Et déjà nous sommes orientés vers l'avenir. Il ne s'agit plus d'une histoire au passé que l'on ressasserait dans une supplication vaine pour changer ce qui est immuable, puisque le passé est passé. Il s'agit d'un avenir. Il s'agit d'un monde à créer, d'un monde qui est remis entre nos mains, d'un monde nuptial, d'un monde d'amour que le Christ veut susciter en place de la vieille création en reconcevant en toutes choses, en récapitulant en nous l'univers. Il s'agit d'un monde nouveau, mais qui ne s'accomplira pas sans nous. Et c'est ce que le Baptiste ne pouvait comprendre, bien sûr. Il appartenait, il appartenait encore à l'Ancienne Alliance. Il imaginait Dieu avec en lui-même une puissance irrésistible. Il ne pouvait pas l'entrevoir encore avec le visage de la suprême Pauvreté.

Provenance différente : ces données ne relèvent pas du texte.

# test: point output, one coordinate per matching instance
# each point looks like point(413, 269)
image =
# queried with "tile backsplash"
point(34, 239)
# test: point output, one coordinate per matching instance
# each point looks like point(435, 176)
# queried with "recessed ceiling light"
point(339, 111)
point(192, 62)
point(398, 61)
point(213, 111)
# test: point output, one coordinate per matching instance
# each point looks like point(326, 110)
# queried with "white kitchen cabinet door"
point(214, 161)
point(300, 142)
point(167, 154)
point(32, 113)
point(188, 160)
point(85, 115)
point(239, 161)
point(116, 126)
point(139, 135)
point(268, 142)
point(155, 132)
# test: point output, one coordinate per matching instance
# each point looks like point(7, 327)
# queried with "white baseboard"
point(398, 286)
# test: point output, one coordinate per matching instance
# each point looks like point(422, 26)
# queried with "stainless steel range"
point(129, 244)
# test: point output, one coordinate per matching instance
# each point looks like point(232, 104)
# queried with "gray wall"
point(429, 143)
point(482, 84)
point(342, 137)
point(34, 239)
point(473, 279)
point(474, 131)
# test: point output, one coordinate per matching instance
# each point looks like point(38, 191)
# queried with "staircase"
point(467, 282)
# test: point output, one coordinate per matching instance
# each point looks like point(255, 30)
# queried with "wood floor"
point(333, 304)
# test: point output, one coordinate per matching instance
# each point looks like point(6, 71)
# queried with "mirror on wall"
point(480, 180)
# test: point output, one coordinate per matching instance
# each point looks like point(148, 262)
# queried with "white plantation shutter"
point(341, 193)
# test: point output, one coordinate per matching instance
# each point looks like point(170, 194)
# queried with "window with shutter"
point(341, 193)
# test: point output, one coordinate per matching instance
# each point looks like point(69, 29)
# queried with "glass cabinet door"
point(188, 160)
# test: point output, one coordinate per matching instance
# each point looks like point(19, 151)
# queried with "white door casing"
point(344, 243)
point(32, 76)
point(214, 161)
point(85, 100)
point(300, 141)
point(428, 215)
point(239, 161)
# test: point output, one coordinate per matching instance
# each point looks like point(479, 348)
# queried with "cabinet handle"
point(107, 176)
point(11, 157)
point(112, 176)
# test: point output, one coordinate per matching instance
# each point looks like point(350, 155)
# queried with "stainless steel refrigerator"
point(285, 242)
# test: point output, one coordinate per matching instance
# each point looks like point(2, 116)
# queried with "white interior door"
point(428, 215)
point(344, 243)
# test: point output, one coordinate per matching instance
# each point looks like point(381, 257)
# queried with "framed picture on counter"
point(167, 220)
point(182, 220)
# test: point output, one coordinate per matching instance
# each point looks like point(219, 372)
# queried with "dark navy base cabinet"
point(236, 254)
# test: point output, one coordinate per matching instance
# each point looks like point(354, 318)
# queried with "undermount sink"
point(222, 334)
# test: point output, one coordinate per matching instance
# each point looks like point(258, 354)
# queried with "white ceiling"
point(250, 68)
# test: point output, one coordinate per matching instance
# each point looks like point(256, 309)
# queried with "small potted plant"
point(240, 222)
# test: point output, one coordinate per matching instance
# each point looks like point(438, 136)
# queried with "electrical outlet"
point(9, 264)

L'Evangile d'aujourd'hui, justement, parce que il nous met en face de cette hésitation, parce qu'il nous confronte avec le plus grand des prophètes de l'Ancien Testament, le précurseur du Christ, parce qu'il nous rappelle l'ignorance de Marie et de Joseph, leur stupeur devant les voies de Dieu, ces voies toutes neuves inaugurées par l'Incarnation, l'Évangile d'aujourd'hui nous confronte, de même, d'une manière toute neuve d’envisager l’acte de foi, un acte de foi contre la puissance irrésistible d'un Dieu qui panique toutes choses par une seule parole de sa bouche, par un acte de foi dans une liberté fondée sur la Pauvreté absolue, dans une liberté qui n'est que la lumière d'une désappropriation radicale, dans une liberté qui fonde la nôtre en l'appelant justement à se constituer elle-même par le don de soi.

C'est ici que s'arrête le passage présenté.